Photo: Gernot Keller, London (www.gernot-keller.com) (Canon 5D) [CC BY-SA 2.5 (http://creativecommons.org/licenses/by-sa/2.5)], via Wikimedia Commons
Photo: Gernot Keller, London (www.gernot-keller.com) (Canon 5D) [CC BY-SA 2.5 (http://creativecommons.org/licenses/by-sa/2.5)%5D, via Wikimedia Commons
Dinner is almost ready. Chicken and sausages, fish and potatoes have been grilling on a cast iron for hours. Bursts of heat and hot vapor spread the smokey smell of barbecue through the air. The food sits atop layers of basalt rocks. The temperature below it easily reaches 450 degrees Celsius. While you’re surrounded by cinder cones, craters, and lava formations. You’re eating atop a volcano tonight.

You’re at El Diablo (The Devil), a restaurant where a volcano—an actual volcano—is used to cook much of the food. You’re on top of Islote de Hilario, a volcano that last erupted in 1824. But that doesn’t mean it’s dormant. Geothermal activity continues to bubble underground. Heat slowly roasts the Canarian food above it. Add glasses of sangria, a dining room with floor-to-ceiling windows, and a view of the Fire Mountains for what promises to be an unforgettable meal.

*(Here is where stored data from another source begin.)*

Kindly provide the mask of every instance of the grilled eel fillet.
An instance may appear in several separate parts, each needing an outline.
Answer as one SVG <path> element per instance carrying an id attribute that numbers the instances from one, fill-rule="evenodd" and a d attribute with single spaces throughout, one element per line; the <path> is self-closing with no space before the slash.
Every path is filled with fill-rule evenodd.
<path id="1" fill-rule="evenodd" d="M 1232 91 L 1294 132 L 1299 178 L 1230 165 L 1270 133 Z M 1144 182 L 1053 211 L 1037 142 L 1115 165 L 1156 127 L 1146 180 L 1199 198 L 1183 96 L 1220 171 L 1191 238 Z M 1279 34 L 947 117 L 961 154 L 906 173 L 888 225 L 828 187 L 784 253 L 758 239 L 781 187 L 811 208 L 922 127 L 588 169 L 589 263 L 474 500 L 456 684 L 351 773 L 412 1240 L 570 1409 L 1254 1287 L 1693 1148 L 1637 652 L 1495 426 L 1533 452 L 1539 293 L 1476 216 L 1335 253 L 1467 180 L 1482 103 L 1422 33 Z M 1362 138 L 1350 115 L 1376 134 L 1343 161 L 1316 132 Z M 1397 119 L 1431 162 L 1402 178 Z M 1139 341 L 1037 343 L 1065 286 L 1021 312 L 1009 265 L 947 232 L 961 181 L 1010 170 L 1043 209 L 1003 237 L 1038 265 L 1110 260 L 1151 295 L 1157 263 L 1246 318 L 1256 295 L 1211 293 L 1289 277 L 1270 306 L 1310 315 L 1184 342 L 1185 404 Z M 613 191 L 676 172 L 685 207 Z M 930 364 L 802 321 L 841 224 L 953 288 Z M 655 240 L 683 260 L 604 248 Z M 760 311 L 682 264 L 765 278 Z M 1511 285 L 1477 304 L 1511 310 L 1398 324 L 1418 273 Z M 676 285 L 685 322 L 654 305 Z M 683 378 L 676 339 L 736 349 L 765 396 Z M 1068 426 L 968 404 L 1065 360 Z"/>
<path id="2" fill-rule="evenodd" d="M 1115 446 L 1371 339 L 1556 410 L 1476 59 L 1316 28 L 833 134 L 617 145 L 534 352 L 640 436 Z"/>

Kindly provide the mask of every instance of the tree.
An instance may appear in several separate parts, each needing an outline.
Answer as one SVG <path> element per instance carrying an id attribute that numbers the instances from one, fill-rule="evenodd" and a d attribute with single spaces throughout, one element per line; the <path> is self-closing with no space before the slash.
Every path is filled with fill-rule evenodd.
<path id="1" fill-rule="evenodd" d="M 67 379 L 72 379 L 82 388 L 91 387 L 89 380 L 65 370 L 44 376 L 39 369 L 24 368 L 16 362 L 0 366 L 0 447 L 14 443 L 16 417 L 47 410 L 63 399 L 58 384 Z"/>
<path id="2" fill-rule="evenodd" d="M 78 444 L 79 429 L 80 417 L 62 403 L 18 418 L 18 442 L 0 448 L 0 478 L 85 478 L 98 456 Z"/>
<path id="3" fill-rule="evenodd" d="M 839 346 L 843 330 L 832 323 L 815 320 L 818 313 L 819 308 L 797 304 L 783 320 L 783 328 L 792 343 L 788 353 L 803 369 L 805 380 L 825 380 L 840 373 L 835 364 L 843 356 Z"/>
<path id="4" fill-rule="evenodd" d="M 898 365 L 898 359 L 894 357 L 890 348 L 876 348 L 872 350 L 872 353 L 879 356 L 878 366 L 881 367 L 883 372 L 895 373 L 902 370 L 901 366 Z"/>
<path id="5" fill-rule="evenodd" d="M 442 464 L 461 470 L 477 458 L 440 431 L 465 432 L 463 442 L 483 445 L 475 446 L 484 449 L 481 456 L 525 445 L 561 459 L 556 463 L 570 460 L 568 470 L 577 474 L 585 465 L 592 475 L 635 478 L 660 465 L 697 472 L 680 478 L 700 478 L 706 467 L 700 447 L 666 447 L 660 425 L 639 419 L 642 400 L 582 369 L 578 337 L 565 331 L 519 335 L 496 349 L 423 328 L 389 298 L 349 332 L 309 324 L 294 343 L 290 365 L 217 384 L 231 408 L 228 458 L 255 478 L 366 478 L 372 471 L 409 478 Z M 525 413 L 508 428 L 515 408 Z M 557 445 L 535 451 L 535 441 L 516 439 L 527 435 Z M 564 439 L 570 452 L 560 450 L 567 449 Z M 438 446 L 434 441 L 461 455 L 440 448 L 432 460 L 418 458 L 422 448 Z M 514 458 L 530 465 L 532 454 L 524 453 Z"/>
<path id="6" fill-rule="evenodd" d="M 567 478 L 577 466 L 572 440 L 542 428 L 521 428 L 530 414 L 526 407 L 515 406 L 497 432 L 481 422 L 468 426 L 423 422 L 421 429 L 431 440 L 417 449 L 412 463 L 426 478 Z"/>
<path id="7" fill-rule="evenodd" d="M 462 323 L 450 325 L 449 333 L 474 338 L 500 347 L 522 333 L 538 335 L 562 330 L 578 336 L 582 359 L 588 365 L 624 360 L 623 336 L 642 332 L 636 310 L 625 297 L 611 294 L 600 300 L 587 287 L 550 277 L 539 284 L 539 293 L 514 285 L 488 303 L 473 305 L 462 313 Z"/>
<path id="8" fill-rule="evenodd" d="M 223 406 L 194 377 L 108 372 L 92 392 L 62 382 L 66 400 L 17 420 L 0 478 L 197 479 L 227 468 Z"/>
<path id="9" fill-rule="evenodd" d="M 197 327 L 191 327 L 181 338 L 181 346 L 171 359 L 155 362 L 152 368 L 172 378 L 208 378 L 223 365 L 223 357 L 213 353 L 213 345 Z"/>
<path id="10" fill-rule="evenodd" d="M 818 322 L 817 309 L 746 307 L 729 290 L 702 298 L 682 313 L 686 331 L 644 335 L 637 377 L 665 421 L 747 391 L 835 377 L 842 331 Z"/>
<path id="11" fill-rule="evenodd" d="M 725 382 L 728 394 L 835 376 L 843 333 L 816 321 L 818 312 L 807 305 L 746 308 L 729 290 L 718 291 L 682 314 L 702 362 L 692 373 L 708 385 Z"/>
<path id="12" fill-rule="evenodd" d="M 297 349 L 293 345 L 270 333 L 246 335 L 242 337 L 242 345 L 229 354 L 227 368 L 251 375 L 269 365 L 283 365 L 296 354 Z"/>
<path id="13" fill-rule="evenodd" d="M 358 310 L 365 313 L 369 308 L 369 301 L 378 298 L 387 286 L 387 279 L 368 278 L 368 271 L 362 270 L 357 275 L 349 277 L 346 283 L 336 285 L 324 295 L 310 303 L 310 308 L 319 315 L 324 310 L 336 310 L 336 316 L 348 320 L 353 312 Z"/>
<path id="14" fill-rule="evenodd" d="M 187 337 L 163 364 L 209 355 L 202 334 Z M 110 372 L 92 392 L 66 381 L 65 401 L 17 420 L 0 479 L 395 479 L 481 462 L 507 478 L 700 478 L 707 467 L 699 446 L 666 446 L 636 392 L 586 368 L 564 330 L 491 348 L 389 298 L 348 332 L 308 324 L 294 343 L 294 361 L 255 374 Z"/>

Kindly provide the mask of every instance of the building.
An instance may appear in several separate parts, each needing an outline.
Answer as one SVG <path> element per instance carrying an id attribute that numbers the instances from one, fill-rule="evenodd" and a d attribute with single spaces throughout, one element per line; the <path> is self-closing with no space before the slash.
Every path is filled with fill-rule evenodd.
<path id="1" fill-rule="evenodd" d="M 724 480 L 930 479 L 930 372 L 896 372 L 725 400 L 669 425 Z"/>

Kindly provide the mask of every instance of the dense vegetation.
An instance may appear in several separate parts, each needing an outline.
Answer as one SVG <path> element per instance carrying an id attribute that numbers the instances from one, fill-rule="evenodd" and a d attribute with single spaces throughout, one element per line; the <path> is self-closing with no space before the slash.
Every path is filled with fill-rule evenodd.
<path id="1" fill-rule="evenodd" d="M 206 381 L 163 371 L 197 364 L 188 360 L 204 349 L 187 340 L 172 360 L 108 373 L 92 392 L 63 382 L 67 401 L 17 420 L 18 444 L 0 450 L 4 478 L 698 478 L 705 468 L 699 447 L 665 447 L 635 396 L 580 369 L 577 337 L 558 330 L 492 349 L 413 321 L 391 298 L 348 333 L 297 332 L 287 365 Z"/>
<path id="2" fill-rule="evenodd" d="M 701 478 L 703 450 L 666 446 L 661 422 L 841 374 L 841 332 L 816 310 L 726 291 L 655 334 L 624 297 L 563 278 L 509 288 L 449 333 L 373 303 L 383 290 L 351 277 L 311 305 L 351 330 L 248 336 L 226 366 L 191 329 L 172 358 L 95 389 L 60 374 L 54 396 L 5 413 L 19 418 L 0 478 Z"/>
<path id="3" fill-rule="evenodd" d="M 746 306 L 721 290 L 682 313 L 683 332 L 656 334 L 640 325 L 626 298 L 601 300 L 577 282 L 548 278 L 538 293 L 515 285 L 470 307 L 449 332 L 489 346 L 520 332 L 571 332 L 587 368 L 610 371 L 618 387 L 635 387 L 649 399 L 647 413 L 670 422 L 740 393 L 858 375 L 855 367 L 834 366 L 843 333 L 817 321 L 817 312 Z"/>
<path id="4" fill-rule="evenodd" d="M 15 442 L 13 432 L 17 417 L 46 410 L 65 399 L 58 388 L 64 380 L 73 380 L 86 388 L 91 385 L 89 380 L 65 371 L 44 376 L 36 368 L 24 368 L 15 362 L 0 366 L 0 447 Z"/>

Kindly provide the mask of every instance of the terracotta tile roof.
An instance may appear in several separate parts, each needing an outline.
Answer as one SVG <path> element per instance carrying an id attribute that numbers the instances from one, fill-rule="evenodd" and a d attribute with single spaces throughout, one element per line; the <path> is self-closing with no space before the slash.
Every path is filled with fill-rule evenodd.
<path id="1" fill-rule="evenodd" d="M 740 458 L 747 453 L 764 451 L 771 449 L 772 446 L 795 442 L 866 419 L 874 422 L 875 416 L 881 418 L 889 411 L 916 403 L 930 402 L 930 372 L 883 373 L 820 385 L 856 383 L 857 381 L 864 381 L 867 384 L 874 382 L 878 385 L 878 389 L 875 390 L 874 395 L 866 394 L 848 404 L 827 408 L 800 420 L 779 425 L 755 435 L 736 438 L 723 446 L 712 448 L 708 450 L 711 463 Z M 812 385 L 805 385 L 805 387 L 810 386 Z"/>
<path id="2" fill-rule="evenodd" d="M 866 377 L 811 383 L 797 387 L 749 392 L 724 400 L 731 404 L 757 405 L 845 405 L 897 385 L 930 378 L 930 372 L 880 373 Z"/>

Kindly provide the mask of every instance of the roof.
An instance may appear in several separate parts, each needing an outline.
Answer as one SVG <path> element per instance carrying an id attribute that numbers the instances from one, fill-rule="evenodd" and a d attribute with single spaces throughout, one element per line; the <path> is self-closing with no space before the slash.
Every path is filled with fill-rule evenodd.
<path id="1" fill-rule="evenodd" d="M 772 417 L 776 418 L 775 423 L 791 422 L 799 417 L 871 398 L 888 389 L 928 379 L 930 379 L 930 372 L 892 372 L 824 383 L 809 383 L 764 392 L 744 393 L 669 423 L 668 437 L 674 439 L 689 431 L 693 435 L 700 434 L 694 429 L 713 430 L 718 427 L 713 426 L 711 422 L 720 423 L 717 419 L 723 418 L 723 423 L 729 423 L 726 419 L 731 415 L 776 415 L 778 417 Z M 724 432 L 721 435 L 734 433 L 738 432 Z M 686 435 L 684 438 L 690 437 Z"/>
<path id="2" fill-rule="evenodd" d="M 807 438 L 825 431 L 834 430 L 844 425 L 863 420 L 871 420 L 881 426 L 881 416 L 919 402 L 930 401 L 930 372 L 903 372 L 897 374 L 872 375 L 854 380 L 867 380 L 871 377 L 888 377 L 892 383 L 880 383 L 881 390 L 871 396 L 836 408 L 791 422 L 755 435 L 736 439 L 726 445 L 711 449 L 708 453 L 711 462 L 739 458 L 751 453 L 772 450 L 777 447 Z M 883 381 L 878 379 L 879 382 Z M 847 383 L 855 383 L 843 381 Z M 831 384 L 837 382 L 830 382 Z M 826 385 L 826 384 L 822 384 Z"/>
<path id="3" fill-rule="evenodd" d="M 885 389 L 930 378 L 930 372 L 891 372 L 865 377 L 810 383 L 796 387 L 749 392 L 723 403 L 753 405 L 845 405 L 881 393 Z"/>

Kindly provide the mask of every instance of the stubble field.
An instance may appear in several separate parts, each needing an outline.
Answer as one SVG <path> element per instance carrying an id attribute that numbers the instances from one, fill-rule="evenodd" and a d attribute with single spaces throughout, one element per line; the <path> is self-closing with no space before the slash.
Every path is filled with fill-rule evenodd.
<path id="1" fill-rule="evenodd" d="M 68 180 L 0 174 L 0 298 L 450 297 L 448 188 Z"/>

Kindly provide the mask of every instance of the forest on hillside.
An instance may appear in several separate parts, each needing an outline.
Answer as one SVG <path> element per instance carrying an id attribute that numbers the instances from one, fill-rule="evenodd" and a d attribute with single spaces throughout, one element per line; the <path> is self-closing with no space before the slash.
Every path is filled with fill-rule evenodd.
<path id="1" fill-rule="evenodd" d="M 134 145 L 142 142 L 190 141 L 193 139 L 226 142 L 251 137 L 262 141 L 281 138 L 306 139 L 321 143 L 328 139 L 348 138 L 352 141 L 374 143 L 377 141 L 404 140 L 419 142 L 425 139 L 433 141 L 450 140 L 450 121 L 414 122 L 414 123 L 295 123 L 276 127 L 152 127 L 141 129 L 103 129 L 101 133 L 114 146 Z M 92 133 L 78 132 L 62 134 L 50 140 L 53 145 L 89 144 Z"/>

This unique restaurant is on the Canary Islands, an autonomous Spanish archipelago off the southern coast of Morocco. Lanzarote, the easternmost island, is full of red peaks, rocky coastlines, and sandy beaches. It was probably the first of the Canary Islands to be settled, around 1100 BC by the Phoenicians, though its early history is now covered with lava. The Romans, the Arabs, and the French all claimed the island after that. But it’s the Spanish who ultimately controlled the island.

Photo: KaHe (Own work) [Public domain], via Wikimedia Commons
Photo: KaHe (Own work) [Public domain], via Wikimedia Commons
A UNESCO Biosphere Reserve now covers all of Lanzarote, while Timanfaya National Park fills a quarter of the island along the southwest coast. More than 100 volcanoes were created by eruptions here in the 18th century. Steam still spurts from the ground through geysers. Little grows in the bright red soil. Canary Island pines, succulents, and wild olive trees are some of the few things that can survive the dry climate. Animals are just as scarce. Gallotia lizards, falcons, and threatened Egyptian vultures have learned to deal with little rain, especially during the hot summer months.

Access to the park is strictly limited due to its delicate flora and fauna. There’s a few footpaths, a short camel route, and a nine-mile circuit, the Ruta de los Volcanoes. You’re largely limited to outlook points, but boy, their views are incredible. Black rocks, gray soil, maroon sand, and crimson peaks extend as far as the eye can see. The colors only become more vibrant as the sun starts to lower toward the horizon. This will surely be a barbecue you’ll never forget.